Giving HIV the finger

I know there’s a general stigma about talking about sexual health and testing, but it’s hugely important and affects a huge swathe of the population. Just like (until relatively recently) mental health issues, the prospect of talking about sexual health can prompt intakes of breath and moralistic judgement that threatens to ride roughshod over the very real human cost that comes when it is ignored.

I’m a little late to the party, but the end of November saw an initiative in the UK looking to raise awareness of HIV testing (alongside other tests). It cropped up just as I’ve been talking with my partners about condom use and ceasing to use them in our triad.

Although we’re all pretty sure we don’t have anything lurking in our systems, it seemed a good idea to look at testing – and it has been difficukt to schedule all going at the same time with our busy lives and the distance between us.

I was surprised to find out just how easy it was to get a free home-testing kit arranged, so in the spirit of raising awareness, I’m talking about my experience of using one.

The parcel came through within three days of ordering it, and I’ll admit it sat on the table for a few more days as I summoned up the nerve to do it. I’d answered some questions online about sexual activity and it came down to a simple urine sample, and a blood test. I opted for the blood test for HIV as I’ve never been tested for it before (to my knowledge unless it was done as a general screen while in hospital).

The idea is that you take the samples, package them securely in the materials provided and send them back in a sealed Freepost prepaid plastic envelope.

The urine test was simple enough, but the blood test package specifically included for testing for HIV came with automatic lancets, alcohol wipes, plasters and a long set of instructions that I had to read and re-read several times.

They essentially boiled down to washing your hands in warm water both to clean and encourage good blood circulation. Then dry your hands on a clean towel as blood drops are harder to form on wet skin.

Alcohol wipes are provided, so one last clean with those was needed before I went any further.

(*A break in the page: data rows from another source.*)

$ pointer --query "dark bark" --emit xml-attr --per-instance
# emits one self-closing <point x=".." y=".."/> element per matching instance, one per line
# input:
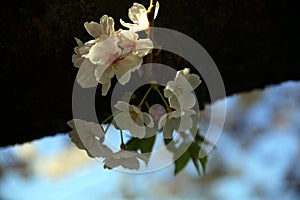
<point x="254" y="44"/>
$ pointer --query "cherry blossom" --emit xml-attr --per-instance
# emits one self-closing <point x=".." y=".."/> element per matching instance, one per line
<point x="132" y="118"/>
<point x="138" y="15"/>
<point x="180" y="91"/>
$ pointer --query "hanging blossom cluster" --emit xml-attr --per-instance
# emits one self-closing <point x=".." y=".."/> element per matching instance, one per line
<point x="119" y="53"/>
<point x="112" y="52"/>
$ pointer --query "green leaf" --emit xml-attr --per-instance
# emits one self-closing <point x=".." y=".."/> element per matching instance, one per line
<point x="181" y="162"/>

The next step is to press the lancet (which looked like a key fob) firmly against the side of your little finger and squeeze it to trigger it. It feels like a rubber band flicking the skin and theres an initial small spot of blood that the instructions said to wipe away.

Then, for lack of a better description, I had to milk my little finger to fill the small tube with blood drops. It didn’t hurt, beyond a little bruising this morning, but it did feel odd to see the drops slowly growing and dropping.

Plasters are provided, and it took moments for the blood drops to stop forming when I’d done enough. The cap for the vial clicked shut when pushed on and then all that remained was to gently shake it a few times and check all the labels were correct before sealing everything away and putting the package by the door to drop into a postbox in the morning.

So, in theory, in a week or so I’ll have the test results back. I’ll keep you posted.